How to support login using sAMAccountName or any other parameter in LDAP with Apache Shiro?

Question

I would like to authenticate and authorize the user with sAMAccountName with this Realm File .

final NamingEnumeration<SearchResult> searchResultEnum = ldapCtx.search(searchBase, "objectClass="+groupObjectClass, SUBTREE_SCOPE);

I tried the following things but it didn't work. I am trying to make this parameter (sAMAccountName) as configurable. By default its working with UserPrincipalName and name parameters.

case #1:

final NamingEnumeration<SearchResult> searchResultEnum = ldapCtx.search(searchBase, "(&(objectClass=*)(sAmAccountName={0}))", SUBTREE_SCOPE);

case #2:

final NamingEnumeration<SearchResult> searchResultEnum = ldapCtx.search(searchBase, "(&(objectClass=Person)(sAmAccountName={0}))", SUBTREE_SCOPE);

Do I need to configure something else also in order to support the login using sAMAccountName Parameter?

Answer 1

To use samAccountName, you will need to add the domainName. domainName\\samaccountname.
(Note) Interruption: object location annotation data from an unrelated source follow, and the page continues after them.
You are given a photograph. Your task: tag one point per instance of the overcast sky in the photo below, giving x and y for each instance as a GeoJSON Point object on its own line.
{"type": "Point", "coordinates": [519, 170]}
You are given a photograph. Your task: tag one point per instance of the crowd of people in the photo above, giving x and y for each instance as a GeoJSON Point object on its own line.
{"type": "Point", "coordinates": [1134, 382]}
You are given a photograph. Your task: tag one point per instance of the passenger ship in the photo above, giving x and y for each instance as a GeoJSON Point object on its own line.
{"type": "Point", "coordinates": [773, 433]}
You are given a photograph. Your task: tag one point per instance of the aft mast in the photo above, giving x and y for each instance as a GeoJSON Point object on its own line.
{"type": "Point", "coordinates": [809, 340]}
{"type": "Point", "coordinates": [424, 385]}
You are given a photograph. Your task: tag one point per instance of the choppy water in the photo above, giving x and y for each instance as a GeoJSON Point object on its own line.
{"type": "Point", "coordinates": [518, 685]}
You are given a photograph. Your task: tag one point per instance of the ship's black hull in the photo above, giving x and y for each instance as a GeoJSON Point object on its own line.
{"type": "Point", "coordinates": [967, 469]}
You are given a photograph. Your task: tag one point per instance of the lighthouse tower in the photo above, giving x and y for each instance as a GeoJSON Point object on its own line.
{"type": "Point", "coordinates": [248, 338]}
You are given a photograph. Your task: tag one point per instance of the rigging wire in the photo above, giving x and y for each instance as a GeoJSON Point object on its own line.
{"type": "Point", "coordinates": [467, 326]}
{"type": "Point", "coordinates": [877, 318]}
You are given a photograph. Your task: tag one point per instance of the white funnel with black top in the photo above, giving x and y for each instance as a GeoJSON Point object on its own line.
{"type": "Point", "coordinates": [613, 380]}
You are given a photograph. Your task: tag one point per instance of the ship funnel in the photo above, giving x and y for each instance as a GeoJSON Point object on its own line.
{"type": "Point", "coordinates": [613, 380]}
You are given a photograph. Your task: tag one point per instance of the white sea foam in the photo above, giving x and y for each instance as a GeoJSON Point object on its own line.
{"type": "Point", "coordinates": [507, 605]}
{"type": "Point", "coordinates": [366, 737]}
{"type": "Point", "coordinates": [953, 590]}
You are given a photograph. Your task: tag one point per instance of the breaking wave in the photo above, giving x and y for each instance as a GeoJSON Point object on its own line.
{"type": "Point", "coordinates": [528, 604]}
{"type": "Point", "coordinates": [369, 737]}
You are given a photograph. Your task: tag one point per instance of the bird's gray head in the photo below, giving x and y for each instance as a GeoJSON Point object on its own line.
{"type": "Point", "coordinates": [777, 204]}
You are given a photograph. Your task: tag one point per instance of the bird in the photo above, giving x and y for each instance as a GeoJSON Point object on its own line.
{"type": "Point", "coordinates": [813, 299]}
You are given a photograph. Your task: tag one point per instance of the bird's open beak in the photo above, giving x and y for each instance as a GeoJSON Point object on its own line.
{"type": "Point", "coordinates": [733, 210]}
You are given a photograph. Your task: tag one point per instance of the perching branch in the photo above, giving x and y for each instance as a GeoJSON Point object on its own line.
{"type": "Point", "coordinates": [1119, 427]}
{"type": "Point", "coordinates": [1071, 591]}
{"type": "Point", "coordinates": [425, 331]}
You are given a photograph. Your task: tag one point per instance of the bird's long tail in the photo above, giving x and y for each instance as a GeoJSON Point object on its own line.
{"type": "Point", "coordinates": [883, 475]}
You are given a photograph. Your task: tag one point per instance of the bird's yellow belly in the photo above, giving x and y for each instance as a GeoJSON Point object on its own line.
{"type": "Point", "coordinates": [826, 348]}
how do I remove this dependency of domain\\ in front of samAccountName? Note: I support multiple domains? AFIK, you can not. How would you know which domain the user is within without specifying the domain

I assume that the search base contains (DC=domain, DC=com) ,wouldn't be enough? Adding DC=domainName, DC=com should work IF you can "chase" referrals as there will be multiple contexts within the search.

Usually, depending on your setup, you could use CN=Users, DC=domainName, DC=Com and it would work without referrals.